Mots clés : tabac –publicité – représentation artistique. Textes de référence :
- Articles L. 3511-3 et L. 3511-4 du code de la santé publique.
Textes abrogés :
- Néant
Textes modifiés :
- Néant
Annexes
Préambule
Avec 60 000 morts attribuables par an, le tabac reste dans notre pays la première cause de mortalité évitable. C’est aussi la première cause de cancer et l’une des principales maladies cardio-vasculaires. L’offensive contre le tabac a eu des effets durables, notamment sur les publics - cibles que sont les jeunes et les femmes. Cependant, la France reste, avec environ 30% de fumeurs réguliers, loin de l’objectif d’une prévalence inférieure à 20%, tel que défini par l’OMS pour la région Europe et par le « Plan Cancer 2 ». La lutte contre le tabac est un impératif de santé publique et la France a mis en place à cette fin une politique exemplaire qu’il convient de pérenniser.
La publicité en faveur du tabac, qui cherche à banaliser le fait de fumer et tend à véhiculer une image positive du tabac liée au bonheur, à la liberté, au succès, au pouvoir, etc., a des effets sur la consommation. Il convient, par conséquent, de veiller à une application stricte de la législation en vigueur.

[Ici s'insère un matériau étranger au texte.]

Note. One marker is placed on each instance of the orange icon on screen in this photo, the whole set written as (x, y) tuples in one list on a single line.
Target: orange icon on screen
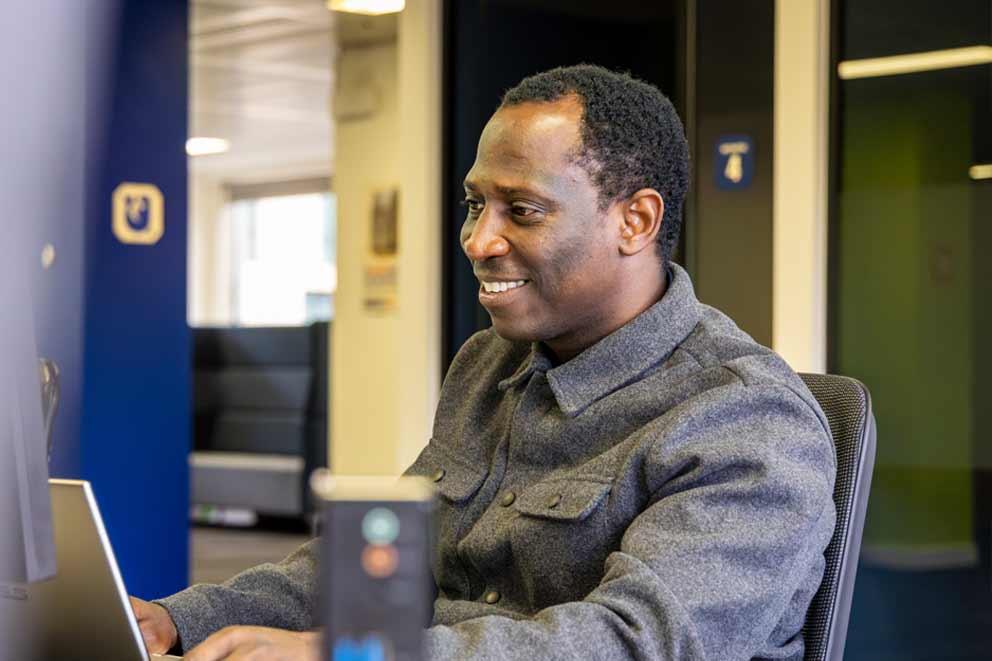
[(380, 560)]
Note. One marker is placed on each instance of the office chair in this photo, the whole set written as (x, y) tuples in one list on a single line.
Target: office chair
[(847, 405)]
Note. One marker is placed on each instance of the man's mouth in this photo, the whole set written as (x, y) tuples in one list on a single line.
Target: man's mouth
[(501, 286)]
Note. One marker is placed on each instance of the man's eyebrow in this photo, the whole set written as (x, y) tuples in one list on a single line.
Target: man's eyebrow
[(507, 190)]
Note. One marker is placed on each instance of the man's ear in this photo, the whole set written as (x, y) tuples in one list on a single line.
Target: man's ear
[(641, 219)]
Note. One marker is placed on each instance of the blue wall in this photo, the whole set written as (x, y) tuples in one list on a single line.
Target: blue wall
[(120, 334)]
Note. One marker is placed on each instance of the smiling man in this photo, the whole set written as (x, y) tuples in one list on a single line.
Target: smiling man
[(623, 472)]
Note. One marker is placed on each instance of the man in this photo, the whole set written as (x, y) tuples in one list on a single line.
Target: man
[(623, 473)]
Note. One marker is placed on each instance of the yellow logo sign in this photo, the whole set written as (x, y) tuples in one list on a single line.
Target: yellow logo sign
[(138, 213)]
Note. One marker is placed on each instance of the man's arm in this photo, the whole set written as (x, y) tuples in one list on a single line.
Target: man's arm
[(282, 595), (720, 565)]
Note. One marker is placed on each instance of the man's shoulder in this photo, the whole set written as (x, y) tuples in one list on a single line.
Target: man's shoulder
[(486, 353), (722, 348)]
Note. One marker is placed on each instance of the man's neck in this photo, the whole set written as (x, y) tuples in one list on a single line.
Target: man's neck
[(642, 294)]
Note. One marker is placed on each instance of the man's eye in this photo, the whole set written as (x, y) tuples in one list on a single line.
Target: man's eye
[(474, 206)]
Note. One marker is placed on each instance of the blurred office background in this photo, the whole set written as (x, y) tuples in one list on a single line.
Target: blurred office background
[(308, 291)]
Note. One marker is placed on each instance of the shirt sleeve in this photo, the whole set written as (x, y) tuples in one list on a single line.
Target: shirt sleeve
[(721, 563), (281, 595)]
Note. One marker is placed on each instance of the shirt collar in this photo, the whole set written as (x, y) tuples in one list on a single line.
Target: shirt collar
[(619, 358)]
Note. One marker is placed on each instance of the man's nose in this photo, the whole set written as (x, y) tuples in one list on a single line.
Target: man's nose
[(484, 238)]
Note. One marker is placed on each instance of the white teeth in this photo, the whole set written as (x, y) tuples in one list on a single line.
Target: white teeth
[(494, 287)]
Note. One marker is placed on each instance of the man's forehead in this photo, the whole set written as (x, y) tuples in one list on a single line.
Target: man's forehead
[(531, 143)]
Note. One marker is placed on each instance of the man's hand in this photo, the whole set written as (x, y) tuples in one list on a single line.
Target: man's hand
[(248, 643), (157, 627)]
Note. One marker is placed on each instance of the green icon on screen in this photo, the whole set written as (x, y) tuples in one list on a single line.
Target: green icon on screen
[(380, 526)]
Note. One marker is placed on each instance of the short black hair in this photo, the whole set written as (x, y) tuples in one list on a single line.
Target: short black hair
[(632, 138)]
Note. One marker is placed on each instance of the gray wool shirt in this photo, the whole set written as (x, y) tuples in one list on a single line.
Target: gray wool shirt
[(666, 494)]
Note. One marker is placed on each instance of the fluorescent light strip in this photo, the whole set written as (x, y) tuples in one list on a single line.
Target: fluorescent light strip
[(915, 62), (369, 7), (206, 146), (980, 171)]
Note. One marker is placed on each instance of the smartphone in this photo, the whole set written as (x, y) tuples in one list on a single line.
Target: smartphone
[(376, 586)]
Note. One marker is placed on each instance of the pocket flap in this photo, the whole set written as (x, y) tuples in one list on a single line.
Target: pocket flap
[(454, 477), (564, 500)]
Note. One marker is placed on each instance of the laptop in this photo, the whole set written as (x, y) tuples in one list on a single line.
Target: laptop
[(83, 612)]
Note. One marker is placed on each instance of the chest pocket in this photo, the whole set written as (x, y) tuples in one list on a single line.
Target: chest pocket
[(562, 499), (561, 538)]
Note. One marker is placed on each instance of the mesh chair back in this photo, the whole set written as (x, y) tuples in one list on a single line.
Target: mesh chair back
[(847, 405)]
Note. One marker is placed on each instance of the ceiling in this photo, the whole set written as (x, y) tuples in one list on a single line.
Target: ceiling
[(261, 76)]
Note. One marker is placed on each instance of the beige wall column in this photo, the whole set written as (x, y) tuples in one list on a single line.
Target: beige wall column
[(802, 61), (385, 365), (418, 372)]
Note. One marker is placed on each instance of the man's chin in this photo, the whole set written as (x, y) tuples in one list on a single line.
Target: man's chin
[(514, 332)]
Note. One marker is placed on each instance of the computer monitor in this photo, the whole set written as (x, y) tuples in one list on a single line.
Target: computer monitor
[(26, 543)]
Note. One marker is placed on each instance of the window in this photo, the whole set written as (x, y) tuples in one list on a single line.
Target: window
[(282, 267)]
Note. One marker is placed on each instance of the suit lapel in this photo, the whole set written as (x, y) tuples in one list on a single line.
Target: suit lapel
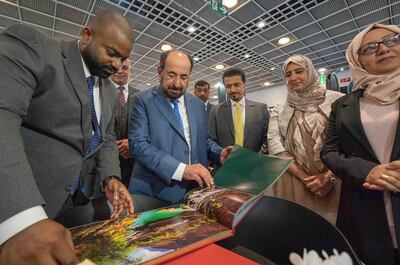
[(249, 114), (396, 145), (74, 69), (192, 119), (227, 117), (352, 121), (166, 110)]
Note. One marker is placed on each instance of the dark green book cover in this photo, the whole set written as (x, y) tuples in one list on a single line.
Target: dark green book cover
[(250, 172)]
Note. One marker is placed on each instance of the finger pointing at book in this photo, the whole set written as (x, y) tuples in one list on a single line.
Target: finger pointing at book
[(198, 173)]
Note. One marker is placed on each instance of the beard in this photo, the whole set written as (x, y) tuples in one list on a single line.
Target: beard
[(95, 68)]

Le ministère chargé de la santé soutient à cette fin les associations de lutte contre le tabac, de même qu’il continue, ainsi qu’il l’a fait depuis de nombreuses années, à les financer pour faire respecter, y compris devant les tribunaux, les infractions à la réglementation en matière de publicité en faveur du tabac.

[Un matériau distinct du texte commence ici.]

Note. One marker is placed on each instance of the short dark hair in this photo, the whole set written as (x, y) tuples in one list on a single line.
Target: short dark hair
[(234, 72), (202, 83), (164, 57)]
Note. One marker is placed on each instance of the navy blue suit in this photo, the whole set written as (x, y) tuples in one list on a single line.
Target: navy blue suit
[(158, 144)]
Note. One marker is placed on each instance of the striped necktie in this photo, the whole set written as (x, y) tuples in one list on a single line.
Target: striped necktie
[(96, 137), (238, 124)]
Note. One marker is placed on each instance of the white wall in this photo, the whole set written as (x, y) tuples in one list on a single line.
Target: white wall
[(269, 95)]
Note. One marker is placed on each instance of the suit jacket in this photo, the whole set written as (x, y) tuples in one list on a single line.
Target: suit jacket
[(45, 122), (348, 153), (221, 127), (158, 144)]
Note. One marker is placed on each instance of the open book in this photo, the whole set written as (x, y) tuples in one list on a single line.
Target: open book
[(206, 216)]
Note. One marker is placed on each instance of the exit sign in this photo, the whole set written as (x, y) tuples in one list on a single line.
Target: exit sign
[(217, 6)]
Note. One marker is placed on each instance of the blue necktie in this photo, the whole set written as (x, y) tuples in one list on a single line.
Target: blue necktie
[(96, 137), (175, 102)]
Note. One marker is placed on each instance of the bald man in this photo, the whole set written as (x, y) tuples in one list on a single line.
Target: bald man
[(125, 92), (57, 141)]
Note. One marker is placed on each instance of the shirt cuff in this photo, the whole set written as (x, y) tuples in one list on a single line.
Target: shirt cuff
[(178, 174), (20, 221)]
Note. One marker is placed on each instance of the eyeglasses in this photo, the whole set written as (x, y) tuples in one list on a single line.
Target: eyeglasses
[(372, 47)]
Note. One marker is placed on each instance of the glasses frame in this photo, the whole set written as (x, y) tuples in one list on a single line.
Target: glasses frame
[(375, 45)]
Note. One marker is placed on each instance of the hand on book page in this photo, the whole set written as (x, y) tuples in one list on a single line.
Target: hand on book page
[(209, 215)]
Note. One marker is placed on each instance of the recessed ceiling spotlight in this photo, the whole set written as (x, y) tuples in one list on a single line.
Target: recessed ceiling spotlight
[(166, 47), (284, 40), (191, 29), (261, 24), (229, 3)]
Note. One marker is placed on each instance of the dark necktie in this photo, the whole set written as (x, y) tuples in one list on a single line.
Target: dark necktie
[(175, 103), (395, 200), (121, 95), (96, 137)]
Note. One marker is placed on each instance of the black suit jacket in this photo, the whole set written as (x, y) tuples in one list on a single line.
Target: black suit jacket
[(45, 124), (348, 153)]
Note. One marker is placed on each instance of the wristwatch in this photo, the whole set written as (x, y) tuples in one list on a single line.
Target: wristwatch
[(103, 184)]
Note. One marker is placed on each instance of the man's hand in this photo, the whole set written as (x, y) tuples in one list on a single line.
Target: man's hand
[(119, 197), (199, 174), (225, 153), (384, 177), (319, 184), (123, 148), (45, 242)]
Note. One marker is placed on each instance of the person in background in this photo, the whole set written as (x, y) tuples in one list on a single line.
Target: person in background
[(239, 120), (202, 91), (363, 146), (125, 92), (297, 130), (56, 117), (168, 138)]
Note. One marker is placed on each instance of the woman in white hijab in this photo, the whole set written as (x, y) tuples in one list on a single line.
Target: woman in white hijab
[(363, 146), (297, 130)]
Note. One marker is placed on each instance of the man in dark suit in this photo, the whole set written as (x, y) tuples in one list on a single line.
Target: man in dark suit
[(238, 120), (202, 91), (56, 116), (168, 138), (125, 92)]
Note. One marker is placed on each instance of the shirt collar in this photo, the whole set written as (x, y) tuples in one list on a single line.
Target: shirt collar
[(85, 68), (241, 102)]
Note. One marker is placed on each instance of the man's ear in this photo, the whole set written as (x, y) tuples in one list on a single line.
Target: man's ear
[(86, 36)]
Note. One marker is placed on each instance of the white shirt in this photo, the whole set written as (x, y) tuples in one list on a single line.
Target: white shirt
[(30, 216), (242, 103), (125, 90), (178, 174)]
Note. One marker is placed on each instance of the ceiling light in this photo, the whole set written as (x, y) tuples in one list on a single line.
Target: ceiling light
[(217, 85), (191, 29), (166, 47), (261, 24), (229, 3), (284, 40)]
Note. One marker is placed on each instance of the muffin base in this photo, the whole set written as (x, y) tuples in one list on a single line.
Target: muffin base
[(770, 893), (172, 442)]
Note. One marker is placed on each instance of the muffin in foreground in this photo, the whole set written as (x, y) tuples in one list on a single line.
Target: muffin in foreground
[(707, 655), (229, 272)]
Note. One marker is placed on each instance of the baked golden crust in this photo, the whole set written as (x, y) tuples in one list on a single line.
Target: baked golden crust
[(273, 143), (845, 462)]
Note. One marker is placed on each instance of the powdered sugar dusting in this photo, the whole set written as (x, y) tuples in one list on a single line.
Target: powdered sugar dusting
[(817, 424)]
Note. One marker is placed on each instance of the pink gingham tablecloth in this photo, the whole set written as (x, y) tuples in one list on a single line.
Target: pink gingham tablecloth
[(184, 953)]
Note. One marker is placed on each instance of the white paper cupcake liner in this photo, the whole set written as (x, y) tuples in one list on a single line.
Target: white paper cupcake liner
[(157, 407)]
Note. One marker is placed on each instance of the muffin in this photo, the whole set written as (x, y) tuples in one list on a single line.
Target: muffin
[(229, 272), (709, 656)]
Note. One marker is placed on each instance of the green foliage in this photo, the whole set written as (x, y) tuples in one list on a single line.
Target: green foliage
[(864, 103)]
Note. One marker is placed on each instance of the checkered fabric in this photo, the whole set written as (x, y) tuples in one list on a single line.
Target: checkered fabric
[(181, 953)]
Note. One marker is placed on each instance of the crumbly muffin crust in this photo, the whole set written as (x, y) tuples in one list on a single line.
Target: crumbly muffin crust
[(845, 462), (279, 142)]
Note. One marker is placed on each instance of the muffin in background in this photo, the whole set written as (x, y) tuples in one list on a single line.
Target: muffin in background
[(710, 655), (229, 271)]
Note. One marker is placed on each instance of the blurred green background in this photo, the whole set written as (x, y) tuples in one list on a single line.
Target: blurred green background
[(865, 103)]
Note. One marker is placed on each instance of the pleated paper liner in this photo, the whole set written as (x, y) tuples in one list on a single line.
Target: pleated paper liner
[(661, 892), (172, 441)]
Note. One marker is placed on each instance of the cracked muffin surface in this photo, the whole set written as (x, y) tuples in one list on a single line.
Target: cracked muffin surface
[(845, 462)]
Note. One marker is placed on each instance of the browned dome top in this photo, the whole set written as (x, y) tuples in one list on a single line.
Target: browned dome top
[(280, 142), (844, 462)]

I - Interdiction de toute publicité directe en faveur du tabac
a) L’article L. 3511-3 du code de la santé publique pose le principe général de l’interdiction de toute publicité ou propagande, directe ou indirecte, en faveur du tabac : hormis les services de communication en ligne édités, à des fins professionnelles, par les professionnels du tabac, ou les publications imprimées ou en ligne à destination des autres États de la communauté européenne ou parties à l’accord sur l’Espace économique européen, les seuls supports publicitaires autorisés en faveur du tabac sont les enseignes des débits de tabac et les affichettes qui peuvent être disposées à l’intérieur de ces établissements, dans les conditions de l’arrêté du 31 décembre 1992 publié au Journal officiel de la République française le 6 janvier 1993.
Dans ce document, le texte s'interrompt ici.